While remaining present in the moment may seem easy, mindfulness requires a good deal of determination and dedication.
"It's actually quite difficult when you understand that the average person has between 20-50,000 thoughts go through their mind in an average day. In fact, the latest research shows that we are NOT in the present moment [46.9%] of our day — that's over 7 1/2 hours in a 16-hour waking day!" says Robin Todd M.S., Owner of mindful momentum.
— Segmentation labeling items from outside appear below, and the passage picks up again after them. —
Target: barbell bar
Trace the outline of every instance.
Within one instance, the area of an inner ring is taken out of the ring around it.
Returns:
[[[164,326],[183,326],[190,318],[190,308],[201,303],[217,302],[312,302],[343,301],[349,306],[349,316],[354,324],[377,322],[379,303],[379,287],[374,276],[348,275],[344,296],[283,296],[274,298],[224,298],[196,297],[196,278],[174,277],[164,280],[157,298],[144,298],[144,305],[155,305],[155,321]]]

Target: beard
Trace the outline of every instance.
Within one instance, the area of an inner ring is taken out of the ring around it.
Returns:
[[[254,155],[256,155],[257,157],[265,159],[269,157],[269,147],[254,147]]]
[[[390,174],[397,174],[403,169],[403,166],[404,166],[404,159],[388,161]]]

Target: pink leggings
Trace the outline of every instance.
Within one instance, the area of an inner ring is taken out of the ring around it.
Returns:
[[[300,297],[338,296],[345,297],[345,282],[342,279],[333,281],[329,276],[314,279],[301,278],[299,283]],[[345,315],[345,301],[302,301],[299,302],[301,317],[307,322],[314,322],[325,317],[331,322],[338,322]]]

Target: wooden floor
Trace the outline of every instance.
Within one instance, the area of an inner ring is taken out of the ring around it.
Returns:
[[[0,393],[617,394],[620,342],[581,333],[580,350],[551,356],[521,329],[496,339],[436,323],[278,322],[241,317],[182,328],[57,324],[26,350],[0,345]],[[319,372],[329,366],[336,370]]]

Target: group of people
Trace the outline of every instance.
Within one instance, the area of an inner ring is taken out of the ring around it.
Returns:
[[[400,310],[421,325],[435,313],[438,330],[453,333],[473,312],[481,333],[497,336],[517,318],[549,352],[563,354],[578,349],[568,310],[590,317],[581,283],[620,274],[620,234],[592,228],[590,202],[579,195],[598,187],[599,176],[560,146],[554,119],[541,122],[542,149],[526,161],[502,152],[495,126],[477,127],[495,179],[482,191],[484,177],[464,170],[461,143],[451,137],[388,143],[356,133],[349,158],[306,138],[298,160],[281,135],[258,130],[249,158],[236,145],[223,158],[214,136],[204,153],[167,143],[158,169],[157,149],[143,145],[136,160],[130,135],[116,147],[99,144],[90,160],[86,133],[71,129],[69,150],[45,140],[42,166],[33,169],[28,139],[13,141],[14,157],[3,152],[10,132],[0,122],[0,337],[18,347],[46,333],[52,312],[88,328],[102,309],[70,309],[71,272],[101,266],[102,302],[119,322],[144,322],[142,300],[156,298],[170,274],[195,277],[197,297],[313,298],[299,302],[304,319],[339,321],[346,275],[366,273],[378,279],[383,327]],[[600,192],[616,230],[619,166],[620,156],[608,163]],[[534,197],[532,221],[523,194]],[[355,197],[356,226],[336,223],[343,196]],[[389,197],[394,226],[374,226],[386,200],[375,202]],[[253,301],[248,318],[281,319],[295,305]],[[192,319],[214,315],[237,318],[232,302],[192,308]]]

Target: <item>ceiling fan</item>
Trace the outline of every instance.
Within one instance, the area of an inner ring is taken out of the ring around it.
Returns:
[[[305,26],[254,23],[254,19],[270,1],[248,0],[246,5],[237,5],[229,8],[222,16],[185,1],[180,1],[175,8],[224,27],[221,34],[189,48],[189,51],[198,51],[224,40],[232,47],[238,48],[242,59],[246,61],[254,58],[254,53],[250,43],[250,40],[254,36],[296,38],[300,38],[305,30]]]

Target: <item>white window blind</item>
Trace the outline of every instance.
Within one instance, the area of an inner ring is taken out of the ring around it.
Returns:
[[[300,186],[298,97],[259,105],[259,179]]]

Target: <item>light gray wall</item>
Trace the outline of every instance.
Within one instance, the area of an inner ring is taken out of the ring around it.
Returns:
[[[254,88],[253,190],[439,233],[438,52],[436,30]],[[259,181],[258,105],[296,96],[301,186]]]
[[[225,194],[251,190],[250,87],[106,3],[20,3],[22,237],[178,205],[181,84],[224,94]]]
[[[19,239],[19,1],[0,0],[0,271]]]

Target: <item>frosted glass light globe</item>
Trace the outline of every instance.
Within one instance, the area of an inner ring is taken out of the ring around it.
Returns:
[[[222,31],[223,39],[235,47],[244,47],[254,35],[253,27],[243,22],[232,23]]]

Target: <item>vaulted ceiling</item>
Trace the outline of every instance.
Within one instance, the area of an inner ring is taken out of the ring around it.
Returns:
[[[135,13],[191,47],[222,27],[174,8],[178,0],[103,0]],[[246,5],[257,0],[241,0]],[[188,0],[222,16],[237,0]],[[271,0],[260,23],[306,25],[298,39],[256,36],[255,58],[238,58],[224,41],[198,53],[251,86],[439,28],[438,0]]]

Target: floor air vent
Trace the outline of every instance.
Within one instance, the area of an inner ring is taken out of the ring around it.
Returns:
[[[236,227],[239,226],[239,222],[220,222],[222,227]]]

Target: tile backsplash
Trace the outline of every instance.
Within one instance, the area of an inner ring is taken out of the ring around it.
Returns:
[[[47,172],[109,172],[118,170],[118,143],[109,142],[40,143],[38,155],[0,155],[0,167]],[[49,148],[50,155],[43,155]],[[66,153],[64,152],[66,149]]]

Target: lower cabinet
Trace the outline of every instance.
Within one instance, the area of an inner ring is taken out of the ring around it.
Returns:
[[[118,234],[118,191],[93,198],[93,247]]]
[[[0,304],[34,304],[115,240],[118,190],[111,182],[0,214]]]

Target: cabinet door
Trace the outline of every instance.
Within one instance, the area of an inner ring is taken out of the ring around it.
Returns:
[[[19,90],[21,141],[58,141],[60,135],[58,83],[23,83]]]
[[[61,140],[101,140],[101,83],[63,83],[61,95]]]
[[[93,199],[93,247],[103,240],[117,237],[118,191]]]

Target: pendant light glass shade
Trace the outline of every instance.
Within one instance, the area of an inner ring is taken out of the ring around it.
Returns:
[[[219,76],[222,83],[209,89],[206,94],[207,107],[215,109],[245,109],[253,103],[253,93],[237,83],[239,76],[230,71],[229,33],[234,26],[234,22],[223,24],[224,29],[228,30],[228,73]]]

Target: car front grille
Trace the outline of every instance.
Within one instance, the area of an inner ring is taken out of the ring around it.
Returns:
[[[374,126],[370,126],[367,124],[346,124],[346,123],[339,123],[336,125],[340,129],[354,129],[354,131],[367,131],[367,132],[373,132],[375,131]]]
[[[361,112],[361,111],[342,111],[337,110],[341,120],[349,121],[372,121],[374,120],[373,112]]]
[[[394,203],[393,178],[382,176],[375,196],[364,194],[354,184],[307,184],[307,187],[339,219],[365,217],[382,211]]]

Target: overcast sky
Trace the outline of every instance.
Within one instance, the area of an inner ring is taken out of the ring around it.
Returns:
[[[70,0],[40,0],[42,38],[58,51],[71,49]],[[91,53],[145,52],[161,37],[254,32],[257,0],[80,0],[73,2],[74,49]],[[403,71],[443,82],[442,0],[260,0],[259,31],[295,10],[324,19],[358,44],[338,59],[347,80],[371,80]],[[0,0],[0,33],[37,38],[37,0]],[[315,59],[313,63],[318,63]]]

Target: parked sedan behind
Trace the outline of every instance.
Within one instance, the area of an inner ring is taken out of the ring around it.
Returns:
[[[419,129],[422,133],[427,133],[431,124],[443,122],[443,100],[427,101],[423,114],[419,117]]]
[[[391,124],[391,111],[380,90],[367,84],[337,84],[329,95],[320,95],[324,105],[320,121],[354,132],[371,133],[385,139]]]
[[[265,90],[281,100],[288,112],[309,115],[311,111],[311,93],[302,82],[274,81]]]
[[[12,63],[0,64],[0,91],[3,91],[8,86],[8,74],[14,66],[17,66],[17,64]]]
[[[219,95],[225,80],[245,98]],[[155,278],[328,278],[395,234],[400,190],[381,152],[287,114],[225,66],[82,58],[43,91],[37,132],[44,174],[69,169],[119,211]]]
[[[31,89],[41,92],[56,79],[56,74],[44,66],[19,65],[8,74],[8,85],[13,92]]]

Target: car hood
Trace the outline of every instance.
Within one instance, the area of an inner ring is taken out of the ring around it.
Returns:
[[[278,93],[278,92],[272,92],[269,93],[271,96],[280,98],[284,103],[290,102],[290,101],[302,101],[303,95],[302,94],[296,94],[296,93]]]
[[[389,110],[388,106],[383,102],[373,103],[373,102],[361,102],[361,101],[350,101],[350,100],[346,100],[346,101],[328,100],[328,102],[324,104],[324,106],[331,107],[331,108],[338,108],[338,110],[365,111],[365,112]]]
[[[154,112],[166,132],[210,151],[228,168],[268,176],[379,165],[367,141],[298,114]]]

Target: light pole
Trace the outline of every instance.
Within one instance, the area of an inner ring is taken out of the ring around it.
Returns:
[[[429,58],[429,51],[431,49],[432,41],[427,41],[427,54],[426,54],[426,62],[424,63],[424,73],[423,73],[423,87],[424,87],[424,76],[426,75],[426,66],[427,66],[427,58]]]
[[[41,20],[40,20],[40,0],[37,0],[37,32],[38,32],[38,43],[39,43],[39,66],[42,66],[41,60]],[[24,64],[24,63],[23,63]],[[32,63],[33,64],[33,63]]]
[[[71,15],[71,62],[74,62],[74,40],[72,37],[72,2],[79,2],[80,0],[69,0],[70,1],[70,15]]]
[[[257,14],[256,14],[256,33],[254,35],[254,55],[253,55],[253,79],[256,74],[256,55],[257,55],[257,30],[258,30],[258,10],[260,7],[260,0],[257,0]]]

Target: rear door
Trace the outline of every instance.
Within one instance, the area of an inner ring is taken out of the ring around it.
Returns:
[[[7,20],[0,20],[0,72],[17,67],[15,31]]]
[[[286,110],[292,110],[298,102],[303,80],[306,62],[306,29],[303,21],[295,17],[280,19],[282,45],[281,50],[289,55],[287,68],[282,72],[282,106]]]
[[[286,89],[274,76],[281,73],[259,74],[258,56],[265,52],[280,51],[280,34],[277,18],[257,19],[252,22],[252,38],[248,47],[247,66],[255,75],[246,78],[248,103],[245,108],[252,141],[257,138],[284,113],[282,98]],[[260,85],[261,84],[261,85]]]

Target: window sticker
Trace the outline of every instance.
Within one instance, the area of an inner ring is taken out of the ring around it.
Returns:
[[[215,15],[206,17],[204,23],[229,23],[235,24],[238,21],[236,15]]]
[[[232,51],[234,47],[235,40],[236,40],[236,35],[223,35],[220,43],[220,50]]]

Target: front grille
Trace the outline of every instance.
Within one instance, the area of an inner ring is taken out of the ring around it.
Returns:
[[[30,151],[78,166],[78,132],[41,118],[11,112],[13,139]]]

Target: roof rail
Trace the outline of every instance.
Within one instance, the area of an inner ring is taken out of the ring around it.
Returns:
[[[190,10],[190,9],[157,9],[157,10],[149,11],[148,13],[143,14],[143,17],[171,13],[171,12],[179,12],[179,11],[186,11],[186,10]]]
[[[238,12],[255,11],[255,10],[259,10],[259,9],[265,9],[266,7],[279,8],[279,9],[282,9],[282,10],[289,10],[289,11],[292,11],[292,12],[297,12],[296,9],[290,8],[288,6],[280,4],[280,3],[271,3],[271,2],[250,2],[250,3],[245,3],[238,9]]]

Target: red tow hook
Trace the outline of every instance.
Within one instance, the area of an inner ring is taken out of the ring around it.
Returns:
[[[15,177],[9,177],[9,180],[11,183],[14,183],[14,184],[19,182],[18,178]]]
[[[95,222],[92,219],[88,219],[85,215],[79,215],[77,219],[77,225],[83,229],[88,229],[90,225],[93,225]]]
But don't let that intimidate you too much. While reaching peak mindfulness can take years of practice, there are a number of simple exercises you can start doing today that will allow you to begin reaping some of the benefits of mindfulness almost immediately. Try a few of the following exercises on for size:
- The 3-minute controlled breath break: "Close the eyes. Inhale as if you are growing a bowling ball in your abdomen to the count of three. Hold the breath for one second. Now exhale deeply, collapsing your belly to your spine. Repeat this deep breathing for three minutes. You can do this in the office in the middle of the workday to refocus yourself. Brain scan studies show that controlled breathing calms down the stress centers of the brain." —Dr. Romie Mushtaq, Physician, Mindfulness Teacher, and Speaker
- Mind the little things: "The scent, sound and feeling of washing your hands, the sound of your fingers on the keyboard, the sound and feel of the door as you open and close it. Pretend you are a cinematographer trying to capture every nuance of what you experience around you. These moments add up to having a more mindful day." —Von Reiche
- Learn to listen: "If you're constantly confronted by the most talkative person in the office or find holding conversations with co-workers difficult or draining, mindful listening can help. Imagine you're at the movies and listen to the person in front of you like you would an actor on the big screen. Sit back and enjoy the conversation without a personal agenda, pressure to give advice or an opinion, or the need to relate to what is being said. Basically, you don't have to say anything and you don't have to make it about you. Take it all in like you would a good movie and let the speaker have the stage." —Dr. Lynn Rossy, Director of Integrated Wellness at Veterans United Home Loans
- Let negative thoughts go: "It's necessary to vent about your stressful day, but [only] to a certain extent. Don't let your negative thoughts spiral out of control. Rather, close your eyes and take a deep breath, or even better, three. Notice the feelings that are associated with your negative thoughts, and acknowledge these feelings. Allow yourself to release this negativity once and for all." —Amy Ritsema, owner of OnSite Wellness
- Set reminders: "You can activate your return to the present moment by setting reminders on your phone or watch to buzz at regular or random intervals. You will find that this usually jogs you back from wherever your mind has wandered, and will over time be a form of mindfulness training in itself." —Van Gils
- Watch your thoughts:. "When you become aware of a thought, place it on a cloud (or lily pad, or conveyor belt, or whatever imagery resonates with you) and watch it as it goes by. When the next thought comes, repeat. If you'd like, you can set a timer for two to three minutes and practice watching your thoughts go by." —Gale-Bando
Don't worry if you have trouble with these exercises at first — as with almost everything, practice makes perfect. "If your mind wanders, that is always okay because that is what minds do. In fact, it gives you a chance to practice a 'rep' and further strengthen your mindfulness muscle. Whenever you become aware that your mind has wandered, very gently bring your attention back to your intended focus, repeatedly, however many times is necessary," Gale-Bando recommends.
So the next time you start to feel those worries start to rise or your productivity slow down, relax. Take a breath. Notice where you are, and what you're feeling. You'll feel better in the moment — but perhaps even more importantly, you'll set yourself down the path of a happier, healthier future.